Als ich Wismar erreiche, ist die Suppe um mich herum schon recht dick geworden. Ich habe keinen Stadtplan und muss irgendwie herausfinden, wie ich durch die Stadt und dann weiter nach Grevesmühlen komme. Erst ab dort habe wieder Kartenmaterial, meine aktuelle Karte endet bei Wismar.

Wismar ist zweifelsohne eine sehr schöne Stadt - zumindest in ihrem altstädtischen Kern. Dieser teilt sich ein UNESCO-Weltkulturerbe zusammen mit dem von Stralsund. Jetzt im kalten Nebel dürfte sicher der allerschönste Erostempel noch abweisend wirken. Jedenfalls gelingt es mir, auch ohne Stadtplan das Zentrum und wieder aus diesem heraus zu finden. Leider sind für Radfahrer nur solche Ziele ausgeschildert, die auf irgendwelchen Radfernwegen liegen. Im Westteil der Stadt sind das nur Boltenhagen und Klütz sowie Dorf Mecklenburg (Richtung Schwerin). Grevesmühlen gehört leider nicht dazu.

Deshalb gönne ich mir erstmal ein Mittagsbier und mache mich weiter auf die Suche. Ich finde die Lübsche Straße, die zur B105 führt. Ihr folge ich aus der Stadt hinaus, wobei es mal wieder gut bergauf geht.

Es geht weiter nach Gägelow, wo die B105 nach Grevesmühlen vorbei führt. Mir stehen hier die radweglose und lärmige Bundesstraße sowie eine schöne Landstraße mit Radweg zur Auswahl. Letztere führt - wohin wohl? - nach Boltenhagen und Klütz. Egal, besser ein Umweg durch schöne Landschaften, als der Roadkill im Nebel. Trotzdem lege ich ausnahmsweise eine Signalweste an.

Und ich habe richtig gewählt! Zuerst geht es über ein paar Kilometer stetig bergab, dann kommt eine Abzweigung nach Grevesmühlen. Nur noch über ein paar lästige Hügel zwischen Hohenkirchen und Groß Walmsdorf, und schon bin ich in Grevesmühlen.

Ich bin mir bis heute nicht sicher, ob ich Grevesmühlen schön oder hässlich finden soll. Sicher ist, dass es von beidem etwas hat. Der allgegenwärtige Nebel trägt jedenfalls nicht zur Verbesserung des Eindrucks bei.

Vorbei an der alten Malzfabrik radele ich nach Börzow, wo ich jedes Mal nicht weiß, wie es danach weitergehen soll. Kein Wunder, denn hier werden die Dörfer immer kleiner und namenloser.
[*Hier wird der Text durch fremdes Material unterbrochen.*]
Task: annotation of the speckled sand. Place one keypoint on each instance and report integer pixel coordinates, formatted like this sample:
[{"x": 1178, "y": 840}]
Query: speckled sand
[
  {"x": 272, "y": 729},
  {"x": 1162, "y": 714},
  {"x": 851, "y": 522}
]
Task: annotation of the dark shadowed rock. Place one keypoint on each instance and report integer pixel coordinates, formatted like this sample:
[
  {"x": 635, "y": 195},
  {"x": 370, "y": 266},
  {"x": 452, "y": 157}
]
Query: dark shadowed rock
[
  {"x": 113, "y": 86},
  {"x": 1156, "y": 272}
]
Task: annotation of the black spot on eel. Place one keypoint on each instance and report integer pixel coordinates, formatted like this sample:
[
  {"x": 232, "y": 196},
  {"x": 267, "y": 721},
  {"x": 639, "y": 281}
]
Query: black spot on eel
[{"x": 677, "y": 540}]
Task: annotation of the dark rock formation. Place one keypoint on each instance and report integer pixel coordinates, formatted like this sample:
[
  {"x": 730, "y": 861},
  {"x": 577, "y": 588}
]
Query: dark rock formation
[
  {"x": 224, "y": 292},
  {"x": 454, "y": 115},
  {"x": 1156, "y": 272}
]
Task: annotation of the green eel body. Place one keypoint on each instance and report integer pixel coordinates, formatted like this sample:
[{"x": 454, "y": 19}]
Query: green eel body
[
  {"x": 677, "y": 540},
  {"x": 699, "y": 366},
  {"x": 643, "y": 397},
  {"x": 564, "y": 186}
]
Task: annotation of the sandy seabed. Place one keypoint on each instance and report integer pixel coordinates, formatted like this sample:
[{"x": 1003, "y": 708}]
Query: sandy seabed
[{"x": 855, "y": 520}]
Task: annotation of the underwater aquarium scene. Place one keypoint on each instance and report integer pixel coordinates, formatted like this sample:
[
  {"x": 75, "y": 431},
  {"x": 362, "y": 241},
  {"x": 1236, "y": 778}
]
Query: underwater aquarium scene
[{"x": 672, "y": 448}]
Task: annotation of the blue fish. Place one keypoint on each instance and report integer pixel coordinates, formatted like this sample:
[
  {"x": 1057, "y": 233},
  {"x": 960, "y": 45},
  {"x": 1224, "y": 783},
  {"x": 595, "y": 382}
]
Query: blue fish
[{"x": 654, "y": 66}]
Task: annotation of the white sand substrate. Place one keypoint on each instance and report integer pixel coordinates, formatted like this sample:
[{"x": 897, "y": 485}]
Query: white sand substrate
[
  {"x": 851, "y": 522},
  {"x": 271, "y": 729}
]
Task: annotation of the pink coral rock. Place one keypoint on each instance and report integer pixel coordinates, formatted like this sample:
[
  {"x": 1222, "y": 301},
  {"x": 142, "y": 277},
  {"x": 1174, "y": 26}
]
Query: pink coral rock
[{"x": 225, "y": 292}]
Sie verlieren sich gewissermaßen im Nichts und sind weder auf Wegweisern noch auf Karten eindeutig auszumachen.

Eines dieser Dörfer hört auf den Begriff Papenhusen. Hier scheint es Bedingung für die Bewohner zu sein, einen scharfen Hund an einer Leine oder im Zwinger aufzubewahren. Aus jedem Hof kläffen mich die Köter an.

Danach folgt die eintönige L01, die mich bis nach Schönberg bringt. Schönbergs spröde Heimeligkeit gefällt mir. Obwohl nur wenige Kilometer von Schleswig-Holstein entfernt, ist man hier in einer anderen Welt. Eben in Mecklenburg.

Nun folgt die Routine vieler Tagesausflüge. Über Lockwisch, Lüdersdorf und Herrnburg erreiche ich wieder Lübeck. Nachdem ich drei Tage lang nur im Freien oder im Zelt gewesen bin, verbringe ich den Abend in der warmen Badewanne und trinke Glühwein.